Hydrothermal Aging and Humidity Exposure of Carbon and Basalt Fibers and Life Time Prediction

Abstract

Fibers as a reinforcement in polymer-based composite materials play an essential role in the composites’ mechanical performance. It is, therefore, crucial to understand how fibers are affected by different environmental conditions, such as water exposure at elevated temperatures. Even when embedded in a matrix material, i.e., a thermoset or thermosetting polymer, exposure to moisture may occur. Therefore, in many structural applications of fiber-reinforced polymer composites, moisture may have a significant impact on the reinforcing elements and the rate of degradation.

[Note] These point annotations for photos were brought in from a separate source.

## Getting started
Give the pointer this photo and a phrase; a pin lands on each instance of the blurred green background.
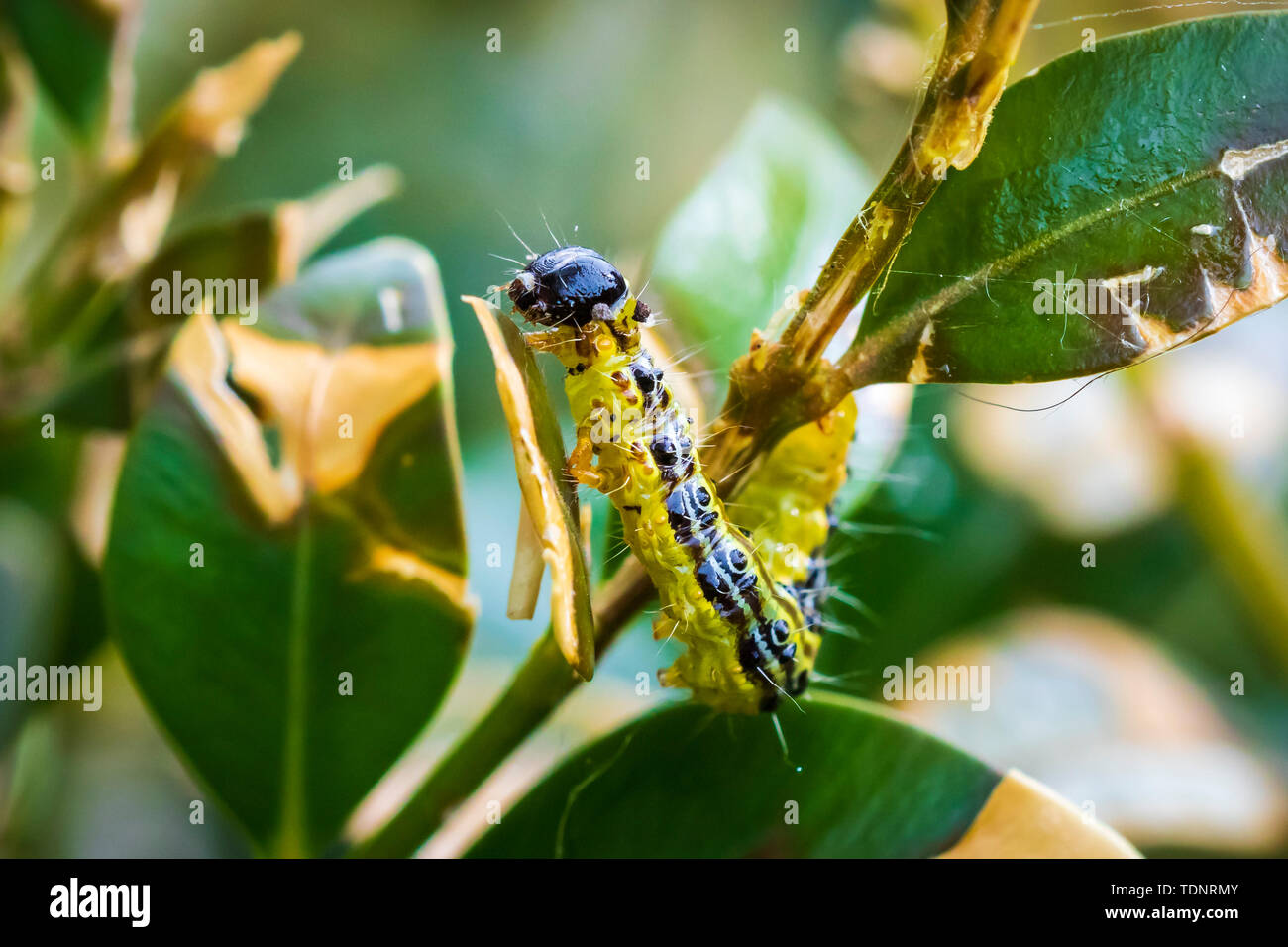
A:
(979, 532)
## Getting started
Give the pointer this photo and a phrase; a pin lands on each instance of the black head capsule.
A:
(565, 286)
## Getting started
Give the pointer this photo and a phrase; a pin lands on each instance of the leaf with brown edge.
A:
(121, 224)
(108, 382)
(17, 108)
(287, 525)
(1022, 818)
(1113, 213)
(549, 497)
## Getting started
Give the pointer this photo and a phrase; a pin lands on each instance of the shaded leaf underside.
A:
(1145, 182)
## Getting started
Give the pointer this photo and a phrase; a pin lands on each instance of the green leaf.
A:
(314, 460)
(73, 47)
(34, 581)
(1155, 165)
(760, 224)
(688, 783)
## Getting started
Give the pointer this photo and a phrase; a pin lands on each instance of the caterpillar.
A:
(751, 641)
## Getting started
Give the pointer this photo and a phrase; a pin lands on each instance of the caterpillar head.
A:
(570, 286)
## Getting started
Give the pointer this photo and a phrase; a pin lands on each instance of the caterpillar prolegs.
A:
(748, 615)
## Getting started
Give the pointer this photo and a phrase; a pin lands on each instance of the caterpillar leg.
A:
(581, 466)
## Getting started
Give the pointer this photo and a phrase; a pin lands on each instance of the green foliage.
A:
(241, 652)
(1103, 165)
(687, 783)
(756, 227)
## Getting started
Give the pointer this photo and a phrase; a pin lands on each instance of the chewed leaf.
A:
(854, 781)
(123, 223)
(286, 567)
(1112, 214)
(211, 266)
(550, 500)
(1022, 818)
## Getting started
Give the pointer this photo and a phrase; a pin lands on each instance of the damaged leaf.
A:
(1113, 213)
(549, 497)
(286, 567)
(224, 265)
(121, 224)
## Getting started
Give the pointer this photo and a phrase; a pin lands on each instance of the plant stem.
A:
(539, 686)
(773, 389)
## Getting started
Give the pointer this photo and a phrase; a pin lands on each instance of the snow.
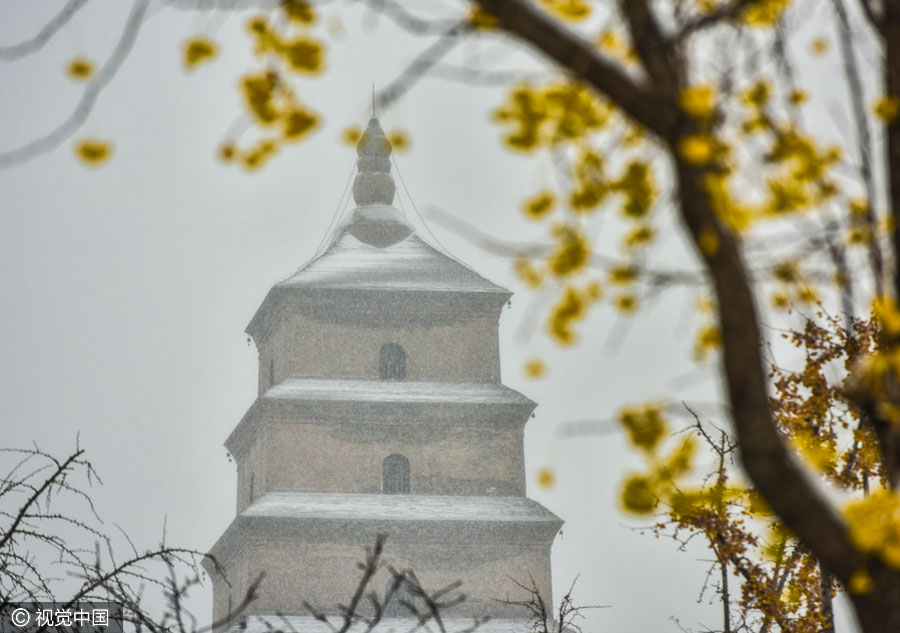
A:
(307, 624)
(394, 391)
(397, 507)
(410, 264)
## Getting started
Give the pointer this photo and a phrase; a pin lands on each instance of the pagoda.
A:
(381, 411)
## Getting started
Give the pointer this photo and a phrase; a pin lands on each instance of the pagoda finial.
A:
(373, 184)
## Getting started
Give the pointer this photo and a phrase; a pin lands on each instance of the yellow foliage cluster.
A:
(543, 116)
(535, 368)
(273, 104)
(299, 11)
(636, 185)
(874, 524)
(572, 253)
(80, 69)
(764, 13)
(93, 152)
(301, 53)
(887, 108)
(481, 19)
(198, 50)
(524, 269)
(646, 427)
(571, 307)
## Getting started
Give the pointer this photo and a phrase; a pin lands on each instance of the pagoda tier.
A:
(381, 411)
(333, 436)
(309, 546)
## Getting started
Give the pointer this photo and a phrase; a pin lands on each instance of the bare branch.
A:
(73, 123)
(419, 67)
(528, 23)
(722, 13)
(36, 43)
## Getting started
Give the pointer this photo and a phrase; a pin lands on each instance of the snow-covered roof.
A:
(409, 265)
(308, 624)
(334, 401)
(313, 389)
(381, 507)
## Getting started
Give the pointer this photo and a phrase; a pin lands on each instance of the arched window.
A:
(395, 475)
(392, 362)
(398, 596)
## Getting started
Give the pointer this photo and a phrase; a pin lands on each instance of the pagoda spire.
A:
(373, 184)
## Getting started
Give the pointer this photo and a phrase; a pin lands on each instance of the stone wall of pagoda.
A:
(466, 350)
(318, 571)
(444, 460)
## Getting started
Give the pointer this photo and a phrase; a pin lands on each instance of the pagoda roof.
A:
(330, 401)
(352, 390)
(382, 507)
(267, 623)
(376, 264)
(409, 264)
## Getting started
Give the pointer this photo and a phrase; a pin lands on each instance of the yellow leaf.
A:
(818, 46)
(227, 152)
(297, 123)
(708, 339)
(626, 303)
(304, 55)
(764, 13)
(527, 273)
(535, 368)
(639, 495)
(299, 11)
(198, 50)
(886, 108)
(570, 308)
(545, 478)
(93, 152)
(645, 425)
(798, 97)
(80, 69)
(351, 135)
(623, 275)
(399, 141)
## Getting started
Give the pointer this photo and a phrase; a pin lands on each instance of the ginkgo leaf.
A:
(93, 152)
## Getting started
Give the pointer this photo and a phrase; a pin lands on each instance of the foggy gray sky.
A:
(126, 289)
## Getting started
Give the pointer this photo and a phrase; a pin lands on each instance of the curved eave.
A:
(329, 517)
(266, 623)
(406, 281)
(333, 402)
(373, 305)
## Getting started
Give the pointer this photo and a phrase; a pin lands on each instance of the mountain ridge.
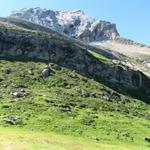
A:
(74, 23)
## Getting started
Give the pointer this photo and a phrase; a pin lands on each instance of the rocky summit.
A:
(74, 23)
(74, 77)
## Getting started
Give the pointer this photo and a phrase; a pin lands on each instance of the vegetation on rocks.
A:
(68, 103)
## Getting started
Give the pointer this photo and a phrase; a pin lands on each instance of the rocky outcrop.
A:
(38, 46)
(73, 23)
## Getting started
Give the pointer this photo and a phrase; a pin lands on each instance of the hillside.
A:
(52, 83)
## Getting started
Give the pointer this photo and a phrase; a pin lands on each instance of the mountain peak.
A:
(73, 23)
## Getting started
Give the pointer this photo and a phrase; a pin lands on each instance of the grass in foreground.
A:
(68, 104)
(15, 139)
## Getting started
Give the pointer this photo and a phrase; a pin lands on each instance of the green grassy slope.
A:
(68, 103)
(16, 139)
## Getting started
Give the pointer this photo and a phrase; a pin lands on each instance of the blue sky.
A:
(132, 17)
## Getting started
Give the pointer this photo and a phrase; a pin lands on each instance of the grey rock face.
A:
(73, 23)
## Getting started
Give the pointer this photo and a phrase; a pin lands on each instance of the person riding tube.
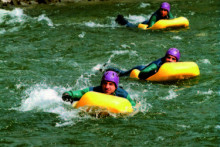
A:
(162, 13)
(172, 55)
(109, 85)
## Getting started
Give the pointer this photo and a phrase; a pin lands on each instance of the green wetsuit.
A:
(76, 95)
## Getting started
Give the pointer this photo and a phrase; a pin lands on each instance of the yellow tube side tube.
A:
(112, 103)
(172, 71)
(167, 23)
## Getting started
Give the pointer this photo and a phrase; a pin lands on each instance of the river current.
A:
(46, 50)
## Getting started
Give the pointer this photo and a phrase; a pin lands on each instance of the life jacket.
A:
(118, 92)
(158, 16)
(158, 62)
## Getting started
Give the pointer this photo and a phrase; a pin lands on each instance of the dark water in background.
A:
(46, 50)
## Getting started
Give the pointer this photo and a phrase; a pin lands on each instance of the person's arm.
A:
(71, 96)
(130, 100)
(152, 21)
(148, 71)
(170, 15)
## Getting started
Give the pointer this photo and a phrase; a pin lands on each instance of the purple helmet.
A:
(112, 77)
(174, 52)
(166, 6)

The present work focuses on the effects of hydrothermal aging on the mechanical durability of long carbon and basalt fibers by immersion in tap water at 60 °C, 71 °C, and 82 °C. A service life prediction model based on the Arrhenius technique was explored. Using this model, it is possible to forecast the amount of time that it takes to attain a given degradation level over a specified range of temperatures. The present study also investigated changes in tensile strength in response to exposure to 90% humidity at 90 °C. In addition, the chemical elements released during aging in water were determined. Fourier-transform infrared spectroscopy and mass dissolution studies were conducted to elucidate the mechanism causing strength losses. Scanning electron microscopy was employed to evaluate changes of the fiber surface morphologies due to hydrothermal exposure.